Ce coup de théâtre intervient alors que des dizaines de milliers d’Israéliens ont défilé samedi à Tel-Aviv, Jérusalem et ailleurs pour exiger la libération des otages et un cessez-le-feu. « L’écriture est sur le mur », martèle le Forum des familles des otages, soulignant que les captifs sont détenus depuis plus de 700 jours. Des témoignages poignants émergent : Ofir Braslavski, père d’un otage de 715 jours, accuse l’opération militaire de « sacrifier les otages pour une guerre éternelle et de nouvelles colonies ». Veredia, manifestante à Jérusalem, confie son angoisse : « Les otages sont utilisés comme boucliers humains. Le Hamas veut nous tuer tous, mais il faut un accord d’abord. »
Une banderole géante, déployée à Jérusalem, interpelle directement Donald Trump : « Donald Trump, sois notre sauveur ». Un appel désespéré, alors que le président américain a récemment minimisé les risques pour les otages, affirmant que l’offensive pourrait même les « libérer ». Les familles fustigent Benjamin Netanyahou, accusé de privilégier la destruction du Hamas à la sécurité de leurs proches. Edan Alexander, un ex-otage israélo-américain libéré en mai après 584 jours, a annoncé son retour au service militaire, clamant : « Nous ne pouvons pas nous arrêter tant qu’ils ne sont pas tous rentrés. »
De l’autre côté, l’offensive israélienne, qualifiée de « force sans précédent » par l’armée, vise à « détruire l’infrastructure militaire du Hamas ». Vendredi et samedi, des frappes ont tué au moins 14 Palestiniens à Gaza-Ville, selon les autorités sanitaires locales, et forcé des centaines de milliers d’habitants à fuir.
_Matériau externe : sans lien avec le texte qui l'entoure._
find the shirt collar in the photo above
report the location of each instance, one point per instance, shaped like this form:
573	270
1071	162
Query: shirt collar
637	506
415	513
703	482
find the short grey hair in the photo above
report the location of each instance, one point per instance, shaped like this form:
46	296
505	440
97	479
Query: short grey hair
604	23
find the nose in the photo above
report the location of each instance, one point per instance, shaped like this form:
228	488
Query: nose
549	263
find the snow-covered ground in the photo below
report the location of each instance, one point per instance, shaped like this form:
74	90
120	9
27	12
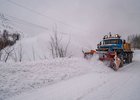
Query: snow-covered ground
69	79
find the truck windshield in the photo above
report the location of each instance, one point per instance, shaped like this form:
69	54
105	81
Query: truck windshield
113	41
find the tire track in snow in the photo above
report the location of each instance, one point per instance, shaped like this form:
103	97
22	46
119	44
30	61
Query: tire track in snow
126	68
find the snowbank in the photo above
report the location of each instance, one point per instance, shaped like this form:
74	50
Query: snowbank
20	77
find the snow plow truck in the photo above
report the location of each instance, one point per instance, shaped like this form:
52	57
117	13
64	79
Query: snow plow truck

Depuis le 7 octobre 2023, plus de 65 000 Palestiniens ont péri, 90 % de la population a été déplacée, et une famine sévit, selon l’ONU. Le ministère de la Santé de Gaza, géré par le Hamas, rapporte 65 100 morts au total, un chiffre jugé fiable par les experts indépendants.
L’aide humanitaire agonise : vendredi, des hommes armés ont volé des camions de l’UNICEF chargés d’aliments thérapeutiques pour enfants malnutris, dans la ville de Gaza même. Israël accuse le Hamas de détournement pour financer ses opérations ; l’ONU dément un « détournement significatif » grâce à ses mécanismes de contrôle. Des ONG internationales appellent à un cessez-le-feu immédiat pour acheminer l’aide, avertissant que les évacuations forcées aggravent la catastrophe.
Au-delà du champ de bataille, la pression diplomatique s’accroît. À l’Assemblée générale de l’ONU la semaine prochaine, plusieurs pays occidentaux – Royaume-Uni, France, Canada, Australie, Malte, Belgique, Luxembourg – envisagent de reconnaître l’État palestinien. Le Portugal l’a annoncé pour dimanche. Face à Israël, la Commission européenne durcit le ton avec une « proposition choc » pour un gel des relations, bien que difficile à adopter. En France, Olivier Faure appelle à hisser le drapeau palestinien sur les mairies le 22 septembre.